1995 radio series on British history

This Sceptred Isle is a BBC radio series, written by historian Christopher Lee, about the story of the lands and peoples of Britain. It was produced by Pete Atkin and broadcast in 1995 twice each day – in the morning and late at night – on Radio 4. The series comprised 216 episodes, each 12–14 minutes long, and had a total duration of 46 hours. A 29-hour-long abridged version of the programmes has been issued on CD as part of the BBC Radio Collection.

==Title==
The programme's title is a quotation from Act 2, Scene 1 of William Shakespeare's play, King Richard II, attributed to John of Gaunt:

This royal throne of kings, this scepter'd isle,
This earth of majesty, this seat of Mars ...
This blessed plot, this earth, this realm, this England ...

==Episodes==
Beginning in 55 BC with the arrival of Julius Caesar and initially concluding in 1901 with the death of Queen Victoria, the series was read by Anna Massey and included extracts from the book A History of the English-Speaking Peoples written by Sir Winston Churchill, interwoven into Christopher Lee's main account of the history. The extracts were read by Paul Eddington, who died during the production and his role was taken by Peter Jeffrey. In total the series contained 216 episodes, ran 46 hours, and was first broadcast in daily episodes between June 1995 and June 1996.

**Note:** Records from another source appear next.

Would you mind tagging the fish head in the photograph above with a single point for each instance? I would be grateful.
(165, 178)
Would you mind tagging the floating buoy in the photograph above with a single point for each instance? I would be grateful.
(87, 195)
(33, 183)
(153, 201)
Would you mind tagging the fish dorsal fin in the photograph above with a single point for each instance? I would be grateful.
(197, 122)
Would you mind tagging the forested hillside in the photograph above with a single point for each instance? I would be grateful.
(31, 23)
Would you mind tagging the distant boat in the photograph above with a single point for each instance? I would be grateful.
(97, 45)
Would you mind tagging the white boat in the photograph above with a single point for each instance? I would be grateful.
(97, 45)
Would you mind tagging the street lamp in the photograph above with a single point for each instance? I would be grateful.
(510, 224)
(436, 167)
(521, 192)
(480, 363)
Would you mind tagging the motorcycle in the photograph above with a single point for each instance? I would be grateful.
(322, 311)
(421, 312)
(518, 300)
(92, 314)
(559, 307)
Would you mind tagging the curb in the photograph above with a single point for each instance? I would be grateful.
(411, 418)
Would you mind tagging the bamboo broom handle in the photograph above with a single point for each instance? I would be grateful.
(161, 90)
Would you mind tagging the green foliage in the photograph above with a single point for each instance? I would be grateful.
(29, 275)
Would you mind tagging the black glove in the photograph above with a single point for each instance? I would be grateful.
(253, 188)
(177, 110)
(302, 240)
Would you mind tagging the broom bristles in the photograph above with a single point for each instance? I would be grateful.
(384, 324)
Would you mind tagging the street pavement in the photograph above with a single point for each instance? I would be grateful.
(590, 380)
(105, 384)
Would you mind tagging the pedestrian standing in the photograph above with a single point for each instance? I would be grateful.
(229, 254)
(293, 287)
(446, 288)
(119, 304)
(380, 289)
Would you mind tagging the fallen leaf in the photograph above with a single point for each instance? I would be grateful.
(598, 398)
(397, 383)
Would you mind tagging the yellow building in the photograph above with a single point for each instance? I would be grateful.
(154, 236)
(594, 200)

===Extensions and spin-offs===
In 1999 the BBC and Christopher Lee extended the programme to cover the 20th century: from 1901, where the original series had ended, to the end of the millennium. This extension, 15.25 hours long, was broadcast from 30 August to 31 December 1999. The narrator was retained from the original series but quotations were read by Robert Powell.

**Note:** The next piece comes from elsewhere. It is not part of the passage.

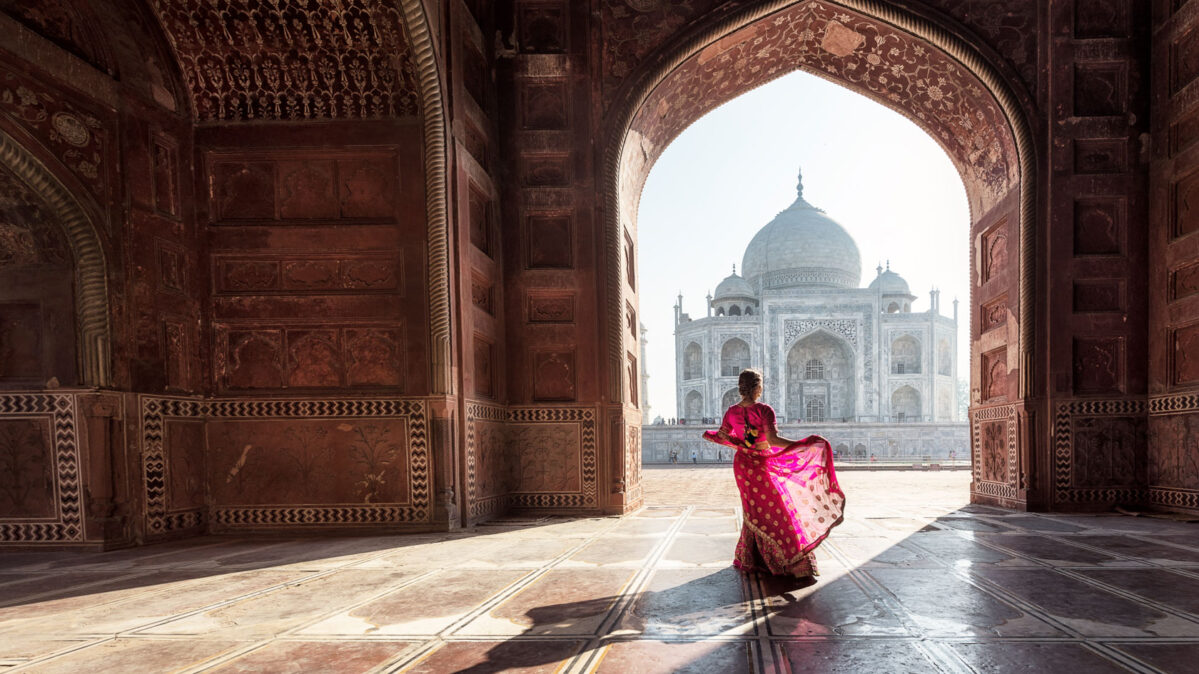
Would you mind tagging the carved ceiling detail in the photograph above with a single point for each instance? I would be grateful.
(291, 59)
(68, 24)
(28, 232)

In 2001 another shorter series entitled This Sceptred Isle: Dynasties was produced. This told the stories of the powerful and influential families of Britain and Ireland, including the Godwines, the Despensers and the Churchills. These are the tales of the powerful families who were there before the monarch was, and who were still there long after his or her reign—or even royal dynasty—had come to an end. The series consisted of 10 episodes and was again written by Christopher Lee and narrated by Anna Massey.

Over the course of several months in 2005 and 2006 Christopher Lee's This Sceptred Isle: Empire, a 90-part history of the British Empire was broadcast on Radio 4. Each part was 15 minutes long. The narrator was Juliet Stevenson and the cast of readers of various historical documents—such as poems, songs, personal letters, and first-hand accounts—included Jack Davenport, Joss Ackland, Christopher Eccleston, and Anna Massey among others.